Stephenson said the warnings could prompt some to spend less time scrolling — or put the apps down all together.
“If you had expected big tobacco to make cigarettes less addictive in the ‘50s and ‘60s, you would have been sorely mistaken. They would never have done that. Addiction was their business model. And the same thing is true for big tech,” Stephenson said.
Minnesota House of Representatives. Photo by Michele Jokinen
Failure to add the labels could be met with investigation and civil punishment. Social media platforms would also have to provide resources to address adverse mental health outcomes — like contacts for the Suicide and Crisis Hotline 988.
Erich Mische, CEO of Suicide Awareness Voices of Education, or SAVE, said that’s important.
“Warning labels at the end of the day are not the end all be all solution to protecting young people online, but warning labels serve as a really powerful tool for educating the public, making them aware that the things that are taking place on social media pose a significant danger to the life safety of their children,” Mische said.

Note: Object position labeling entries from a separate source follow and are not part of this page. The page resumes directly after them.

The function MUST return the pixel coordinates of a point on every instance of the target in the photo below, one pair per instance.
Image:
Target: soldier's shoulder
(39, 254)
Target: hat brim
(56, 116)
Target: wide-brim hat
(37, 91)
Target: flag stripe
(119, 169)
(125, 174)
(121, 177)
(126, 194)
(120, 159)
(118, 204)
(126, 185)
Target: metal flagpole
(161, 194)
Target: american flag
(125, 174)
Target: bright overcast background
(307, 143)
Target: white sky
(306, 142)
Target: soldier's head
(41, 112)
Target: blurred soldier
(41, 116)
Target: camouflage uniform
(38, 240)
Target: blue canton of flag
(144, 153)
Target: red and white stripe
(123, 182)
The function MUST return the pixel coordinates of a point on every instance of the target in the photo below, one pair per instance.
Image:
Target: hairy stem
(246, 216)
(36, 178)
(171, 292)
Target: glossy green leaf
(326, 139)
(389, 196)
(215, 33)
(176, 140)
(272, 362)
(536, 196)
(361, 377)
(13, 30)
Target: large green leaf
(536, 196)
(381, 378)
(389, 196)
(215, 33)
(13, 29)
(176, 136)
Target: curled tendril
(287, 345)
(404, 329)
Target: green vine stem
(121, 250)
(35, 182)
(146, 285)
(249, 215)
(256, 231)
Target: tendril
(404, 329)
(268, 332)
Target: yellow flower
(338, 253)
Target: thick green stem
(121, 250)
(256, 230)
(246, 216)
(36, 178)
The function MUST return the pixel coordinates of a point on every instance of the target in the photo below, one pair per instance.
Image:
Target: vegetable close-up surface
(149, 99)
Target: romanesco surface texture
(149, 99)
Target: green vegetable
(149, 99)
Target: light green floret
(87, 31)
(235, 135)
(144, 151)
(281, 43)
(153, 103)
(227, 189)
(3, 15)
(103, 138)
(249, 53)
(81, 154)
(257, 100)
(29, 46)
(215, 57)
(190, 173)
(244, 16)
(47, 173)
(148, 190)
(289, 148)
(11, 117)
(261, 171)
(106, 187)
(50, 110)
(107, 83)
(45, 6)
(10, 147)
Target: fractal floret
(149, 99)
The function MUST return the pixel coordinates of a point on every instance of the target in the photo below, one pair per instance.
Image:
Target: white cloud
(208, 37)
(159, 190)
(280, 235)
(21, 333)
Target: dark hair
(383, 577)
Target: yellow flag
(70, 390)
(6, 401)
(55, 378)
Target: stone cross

The bill faced some opposition from Republicans at the Capitol who said it could limit free speech. But others supported the proposal, saying the impacts of social media on young people require a tougher response.
NetChoice, a group that represents social media companies, said it will ask lawmakers to roll back the law over the next year. And if that fails, they could take the state to court.
“It does, I think, force the companies to essentially denigrate themselves in ways that they would otherwise choose not to,” said Paul Taske, co-director of the group’s litigation center. “We’ve had courts across the country say that you can’t compel private actors to act as the mouthpiece for the state to promulgate the state's preferred message.”
NetChoice sued the state over a law that took effect earlier this month that requires social media companies to notify users about how their algorithms recommend content for them. Taske said rather than compelling the companies to post warning labels, the state should educate Minnesotans about potential issues for young people that choose to use the sites.
“The government has the ability to go and use its own voice, its own bully pulpit, its own pedestal to try and get its message across,” Taske said. “The problem here is that it’s trying to compel private companies to disseminate a message for it.”
Bridgette Norring is hoping the new law sticks. Norring’s son, Devin, died of a drug overdose in 2020 after taking a pill he thought was Percocet to treat tooth pain and severe migraines he was dealing with. He got the drug from another teen in his community selling on Snapchat.
“I think if Devin would have seen a warning or had something in place that said, ‘Hey, you know this is what you have to look forward to online, or you’ve been on too long.’ I think that would have prompted him to, you know, acknowledge that he’s been on there too long, and put the phone down and go find something different to do,” Norring said.
A provision that didn’t make it into the bill that became law would also have required the companies to provide periodic reminders to users of how long they’d spent on the sites.
Norring says she frequently speaks with young people to raise awareness about the dangers of fentanyl and potential adverse impacts of social media and frequently hears that the sites stir anxiety for young users.
“They’re not sleeping well, and they’re constantly on there, scrolling all hours of the day,” she said. “So a big piece of the social media warning label bill is providing resource information, you know, the National Suicide Hotline information. And I think that’s going to be a huge part of this as well, just providing resources to kids that need it.”
Barring a successful legal challenge, the warning labels will take effect July 1, 2026.